= 2001 Bangladesh post-election violence =

After election related violence in Bangladesh

The 2001 Bangladesh post-election violence was a series of violent incidents following the 2001 Bangladeshi general election. The religious minority, the Hindus, were victims of targeted violence by supporters of the Bangladesh Nationalist Party.

==Background==
In the 2001 Bangladeshi general election, the ruling Awami League led by Sheikh Hasina was defeated by the opposition party, the Bangladesh Nationalist Party led by Khaleda Zia. Violence broke out between Awami League supporters and supporters of the Bangladesh Nationalist Party, with the support of the Bangladesh Police.

==Incident==
The violence mostly occurred in South West Bangladesh which had large Hindu communities. The attacks started after the election victory of Bangladesh Nationalist Party. The attacks were systematic with a motive to destroy the economic resources of the Hindu community, terrorise them into fleeing to India, and grabbing their properties. Hindus were targeted in Bagerhat District, Barisal District, Bhola District, Bogra District, Brahmanbaria District, Chittagong District, Feni District, Gazipur District, Jhenaidah District, Jessore District, Khulna District, Kushtia District, Munshiganj District, Natore District, Narayanganj District, Narsingdi District, Pirojpur District, Sirajganj District, Satkhira District, and Tangail District.

In October 2001, in Lalmohan Upazila, Bhola District, Bangladesh Nationalist Party supporters attacked Hindus and Bangladesh Awami League supporters. They looted the houses of Hindus and the houses of Muslims who provided shelter to Hindus. The attackers raped women and children. The attackers looted everything from the houses and cut down trees on the victim's properties.

The Daily Star (Bangladesh) wrote on 16 November 2001 about 600 Hindu women were gang raped by members of Bangladesh Nationalist Party in Char Fasson Upazila, Bhola District. The youngest was 8 year old and the oldest was 70 year old. In Tuniaghara, Manirampur Upazila, Jessore District six Hindu families were forced to leave the area and two women were raped.

==Reactions and legacy==
Newspaper analysis blamed the violence on inadequate law enforcement activities. They also blamed the unpreparedness of the local government and administration to tackle violence.

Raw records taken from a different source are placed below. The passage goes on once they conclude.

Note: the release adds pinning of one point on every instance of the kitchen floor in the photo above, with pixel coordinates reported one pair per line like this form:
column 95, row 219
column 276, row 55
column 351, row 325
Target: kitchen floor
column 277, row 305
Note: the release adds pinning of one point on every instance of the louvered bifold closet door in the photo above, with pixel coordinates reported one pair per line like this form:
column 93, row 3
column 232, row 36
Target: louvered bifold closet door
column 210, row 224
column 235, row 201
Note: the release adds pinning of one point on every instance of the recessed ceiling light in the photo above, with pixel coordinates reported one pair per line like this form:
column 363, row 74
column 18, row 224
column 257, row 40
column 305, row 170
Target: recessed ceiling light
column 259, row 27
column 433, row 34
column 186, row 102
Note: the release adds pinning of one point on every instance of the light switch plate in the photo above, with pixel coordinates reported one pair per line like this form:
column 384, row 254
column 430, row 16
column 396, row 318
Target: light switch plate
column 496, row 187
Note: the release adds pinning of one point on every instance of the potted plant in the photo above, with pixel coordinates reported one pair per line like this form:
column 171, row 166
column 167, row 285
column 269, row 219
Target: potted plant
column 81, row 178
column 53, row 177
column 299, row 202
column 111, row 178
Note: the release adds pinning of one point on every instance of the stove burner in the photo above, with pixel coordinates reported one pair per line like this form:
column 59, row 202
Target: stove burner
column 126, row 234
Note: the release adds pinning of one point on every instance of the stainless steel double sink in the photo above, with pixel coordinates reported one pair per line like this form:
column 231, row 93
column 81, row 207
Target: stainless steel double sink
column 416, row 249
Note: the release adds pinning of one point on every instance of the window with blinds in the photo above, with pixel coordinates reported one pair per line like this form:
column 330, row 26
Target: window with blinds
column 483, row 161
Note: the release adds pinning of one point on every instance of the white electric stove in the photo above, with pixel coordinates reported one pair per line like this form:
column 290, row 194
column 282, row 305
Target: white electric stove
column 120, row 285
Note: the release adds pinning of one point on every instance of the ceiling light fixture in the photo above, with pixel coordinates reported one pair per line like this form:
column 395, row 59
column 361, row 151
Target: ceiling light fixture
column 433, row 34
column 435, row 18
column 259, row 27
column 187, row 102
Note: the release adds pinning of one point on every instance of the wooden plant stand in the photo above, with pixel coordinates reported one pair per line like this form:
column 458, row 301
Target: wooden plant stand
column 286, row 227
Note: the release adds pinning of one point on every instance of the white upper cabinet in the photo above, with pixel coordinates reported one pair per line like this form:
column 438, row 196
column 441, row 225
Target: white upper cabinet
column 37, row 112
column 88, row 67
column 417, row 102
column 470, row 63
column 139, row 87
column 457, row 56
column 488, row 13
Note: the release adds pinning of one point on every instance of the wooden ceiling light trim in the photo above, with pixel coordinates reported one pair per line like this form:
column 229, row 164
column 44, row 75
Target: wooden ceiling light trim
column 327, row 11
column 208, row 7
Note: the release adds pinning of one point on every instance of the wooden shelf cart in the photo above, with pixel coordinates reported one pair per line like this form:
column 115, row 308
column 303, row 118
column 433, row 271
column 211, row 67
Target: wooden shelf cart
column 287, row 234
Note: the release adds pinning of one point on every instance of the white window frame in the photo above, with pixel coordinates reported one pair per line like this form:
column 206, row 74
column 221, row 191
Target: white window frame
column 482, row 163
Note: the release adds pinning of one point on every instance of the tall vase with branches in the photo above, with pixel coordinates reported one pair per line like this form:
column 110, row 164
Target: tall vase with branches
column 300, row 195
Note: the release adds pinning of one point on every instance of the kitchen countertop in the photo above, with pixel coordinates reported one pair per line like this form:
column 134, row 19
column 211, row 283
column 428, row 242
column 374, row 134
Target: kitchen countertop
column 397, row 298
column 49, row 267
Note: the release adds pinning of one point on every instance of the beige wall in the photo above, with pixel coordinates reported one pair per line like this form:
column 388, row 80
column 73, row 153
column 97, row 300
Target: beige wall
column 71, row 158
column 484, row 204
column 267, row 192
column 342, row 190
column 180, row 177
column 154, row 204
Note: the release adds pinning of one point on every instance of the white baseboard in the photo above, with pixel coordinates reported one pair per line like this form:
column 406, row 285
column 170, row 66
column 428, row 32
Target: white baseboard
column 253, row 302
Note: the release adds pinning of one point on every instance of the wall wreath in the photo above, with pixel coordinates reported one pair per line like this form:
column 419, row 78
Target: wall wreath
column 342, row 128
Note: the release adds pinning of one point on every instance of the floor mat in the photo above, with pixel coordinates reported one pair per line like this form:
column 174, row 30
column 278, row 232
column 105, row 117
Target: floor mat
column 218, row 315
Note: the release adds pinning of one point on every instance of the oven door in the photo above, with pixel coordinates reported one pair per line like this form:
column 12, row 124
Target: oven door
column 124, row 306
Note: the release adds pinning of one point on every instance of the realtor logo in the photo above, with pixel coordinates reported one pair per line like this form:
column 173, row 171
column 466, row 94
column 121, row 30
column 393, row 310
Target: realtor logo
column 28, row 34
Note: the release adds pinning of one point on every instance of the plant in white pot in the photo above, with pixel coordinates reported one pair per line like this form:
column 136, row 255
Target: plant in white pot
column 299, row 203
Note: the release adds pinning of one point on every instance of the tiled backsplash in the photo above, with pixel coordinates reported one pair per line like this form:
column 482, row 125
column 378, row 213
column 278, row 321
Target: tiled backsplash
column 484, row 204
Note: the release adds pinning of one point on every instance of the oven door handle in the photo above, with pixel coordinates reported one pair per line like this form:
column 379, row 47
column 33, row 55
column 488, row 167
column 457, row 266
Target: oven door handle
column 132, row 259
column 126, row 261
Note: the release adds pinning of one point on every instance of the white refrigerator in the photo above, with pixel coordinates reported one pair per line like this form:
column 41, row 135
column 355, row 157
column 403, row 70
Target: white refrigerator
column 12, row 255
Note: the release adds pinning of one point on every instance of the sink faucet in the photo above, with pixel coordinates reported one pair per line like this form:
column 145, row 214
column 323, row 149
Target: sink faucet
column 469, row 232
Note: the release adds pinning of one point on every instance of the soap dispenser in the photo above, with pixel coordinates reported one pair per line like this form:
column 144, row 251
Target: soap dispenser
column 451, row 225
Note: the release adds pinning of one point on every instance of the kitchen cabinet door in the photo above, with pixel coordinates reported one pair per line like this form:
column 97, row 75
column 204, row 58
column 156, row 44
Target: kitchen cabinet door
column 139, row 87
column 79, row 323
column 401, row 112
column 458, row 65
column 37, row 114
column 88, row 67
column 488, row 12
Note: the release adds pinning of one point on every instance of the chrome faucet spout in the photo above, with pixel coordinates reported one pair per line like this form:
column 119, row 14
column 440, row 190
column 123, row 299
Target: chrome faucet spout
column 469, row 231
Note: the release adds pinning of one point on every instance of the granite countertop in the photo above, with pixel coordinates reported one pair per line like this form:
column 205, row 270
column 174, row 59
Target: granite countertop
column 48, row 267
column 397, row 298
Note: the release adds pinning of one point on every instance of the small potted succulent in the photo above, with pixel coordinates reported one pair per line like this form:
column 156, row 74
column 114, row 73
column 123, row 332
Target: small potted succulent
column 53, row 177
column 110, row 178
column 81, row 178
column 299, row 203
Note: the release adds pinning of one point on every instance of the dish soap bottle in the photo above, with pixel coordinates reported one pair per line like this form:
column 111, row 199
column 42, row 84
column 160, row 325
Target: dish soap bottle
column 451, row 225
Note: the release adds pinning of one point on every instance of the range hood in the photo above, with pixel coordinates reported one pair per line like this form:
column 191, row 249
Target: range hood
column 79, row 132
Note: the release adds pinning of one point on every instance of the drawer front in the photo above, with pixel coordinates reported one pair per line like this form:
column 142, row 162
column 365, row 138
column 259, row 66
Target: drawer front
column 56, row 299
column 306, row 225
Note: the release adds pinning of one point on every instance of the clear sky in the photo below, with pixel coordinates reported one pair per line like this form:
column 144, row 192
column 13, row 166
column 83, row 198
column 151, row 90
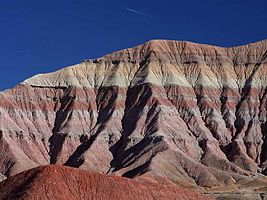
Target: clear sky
column 38, row 36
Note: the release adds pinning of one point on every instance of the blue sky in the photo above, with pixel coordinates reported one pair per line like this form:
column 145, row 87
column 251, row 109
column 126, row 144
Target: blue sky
column 46, row 35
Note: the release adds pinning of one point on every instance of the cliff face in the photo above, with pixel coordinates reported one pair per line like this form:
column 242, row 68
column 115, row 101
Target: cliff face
column 61, row 183
column 189, row 113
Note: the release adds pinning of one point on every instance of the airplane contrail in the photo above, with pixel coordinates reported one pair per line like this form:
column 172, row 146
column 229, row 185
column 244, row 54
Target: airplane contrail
column 139, row 13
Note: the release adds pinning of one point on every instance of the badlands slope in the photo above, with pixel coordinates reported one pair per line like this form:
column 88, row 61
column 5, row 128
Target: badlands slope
column 63, row 183
column 189, row 113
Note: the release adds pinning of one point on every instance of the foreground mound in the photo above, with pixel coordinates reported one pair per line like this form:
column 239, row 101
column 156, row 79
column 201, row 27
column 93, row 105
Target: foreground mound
column 57, row 182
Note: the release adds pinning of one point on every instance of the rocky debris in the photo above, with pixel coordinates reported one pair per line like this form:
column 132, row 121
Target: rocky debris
column 61, row 183
column 190, row 113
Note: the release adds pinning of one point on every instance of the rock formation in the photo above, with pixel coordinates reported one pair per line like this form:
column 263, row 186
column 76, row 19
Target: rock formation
column 190, row 113
column 61, row 183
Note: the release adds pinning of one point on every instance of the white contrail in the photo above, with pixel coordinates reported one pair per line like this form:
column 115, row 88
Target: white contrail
column 139, row 13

In 2009, the Bangladesh High Court ordered a judicial investigation into the post-election violence. In 2011, the judicial commission submitted the findings of its investigation. The report found evidence of targeted violence against the Hindu community by 25 thousand people, which included 25 Ministers and Members of Parliament of the Bangladesh Nationalist Party-Jamaat-e-Islami led alliance government. The report was rejected by the Bangladesh Nationalist Party, which accused the investigation of being partisan.

The commission reported that the number of rapes committed exceeded 18 thousand. The report also notes incidents of violence, arson, looting, and torture against the minority Hindu community of Bangladesh. In 2011, a court in Sirajganj District sentenced 11 individuals to life time imprisonment for the Rape of Purnima Rani Shil in the 2001 post election violence.